Blinking graphs

This question seems quite similar to the problem of parity domination. Let $S$ be the set of vertices with label $1$. The condition that $S$ flips to its complement after updating is equivalent to the condition that $|N[v] \cap S|$ is odd for all $v \in V(G)$, where $N[v] = N(v) \cup \{v\}$. Such a set is called an odd dominating set, and it was proved by Sutner that every graph has such a set. In fact, Sutner's proof involved considering a similar CA. See, e.g., this paper for more about parity domination, or see here for Sutner's article.

Asking whether $G$ has a blinking assignment, then, is equivalent to asking whether $G$ has an odd dominating set whose complement is also an odd dominating set. Writing $d_S[v]$ and $d_{G-S}[v]$ for the size of $N[v] \cap S$ and $N[v] \cap (V(G)-S)$ respectively, we need that for every $v \in V(G)$, the quantities $d_S[v]$ and $d_{G-S}[v]$ are both odd. Since $d_S[v] + d_{G-S}[v] = d(v) + 1$, this means every vertex of $G$ needs to have odd degree. On the other hand, if every vertex of $G$ has odd degree, then any odd dominating set should do the trick, and we're guaranteed that one exists.

So, I believe that $G$ should have a blinking assignment if and only if all its vertices have odd degree.
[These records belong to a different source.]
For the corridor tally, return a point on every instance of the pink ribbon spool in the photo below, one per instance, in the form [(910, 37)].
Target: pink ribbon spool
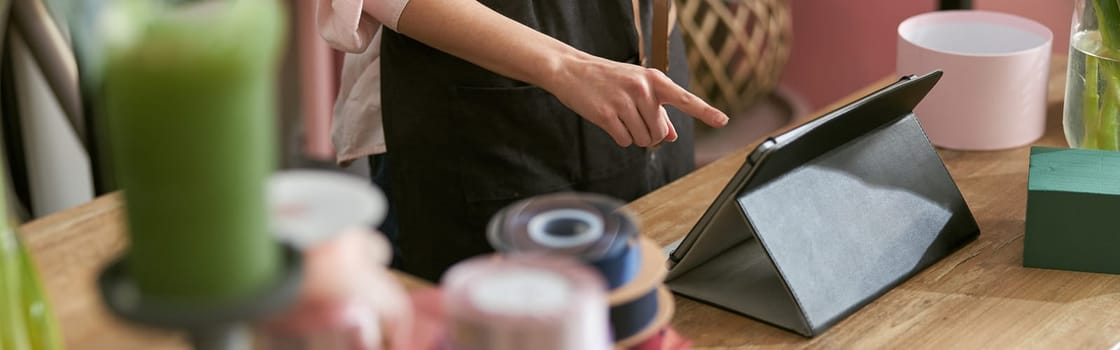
[(525, 302)]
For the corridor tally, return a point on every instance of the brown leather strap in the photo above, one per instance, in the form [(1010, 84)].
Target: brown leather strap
[(663, 12), (637, 28), (660, 60)]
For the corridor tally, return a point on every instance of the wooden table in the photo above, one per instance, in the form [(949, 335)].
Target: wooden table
[(979, 297)]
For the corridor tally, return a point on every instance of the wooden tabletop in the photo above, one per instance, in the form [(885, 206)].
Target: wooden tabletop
[(979, 297)]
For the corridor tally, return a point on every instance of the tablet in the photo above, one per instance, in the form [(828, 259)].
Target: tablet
[(822, 219)]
Here is an exact characterization of the graphs with blinking assignments. Let $H$ be an arbitrary bipartite graph with all vertices having odd degree. Let $(X,Y)$ be a bipartition of $H$. Now add edges to $H$ to form a new graph $G$ such that all vertices in $G[X]$ and $G[Y]$ have even degree. A graph constructed in this way has a blinking assignment; namely all vertices in $X$ are assigned $0$ and all vertices in $Y$ are assigned $1$.

Conversely, every graph with a blinking assignment is constructed in this way. Let $G$ be a graph with a blinking assignment and let $X$ be the vertices of weight $0$ and $Y$ be the vertices with weight $1$. Since zeros become ones, each vertex in $X$ has an odd number of neighbours in $Y$. Since ones become zeros, each vertex in $Y$ has an even number of neighbours in $Y$. Repeating the argument for the second iteration, we have that each vertex in $Y$ has an odd number of neighbours in $X$, and each vertex in $X$ has an even number of neighbours in $X$.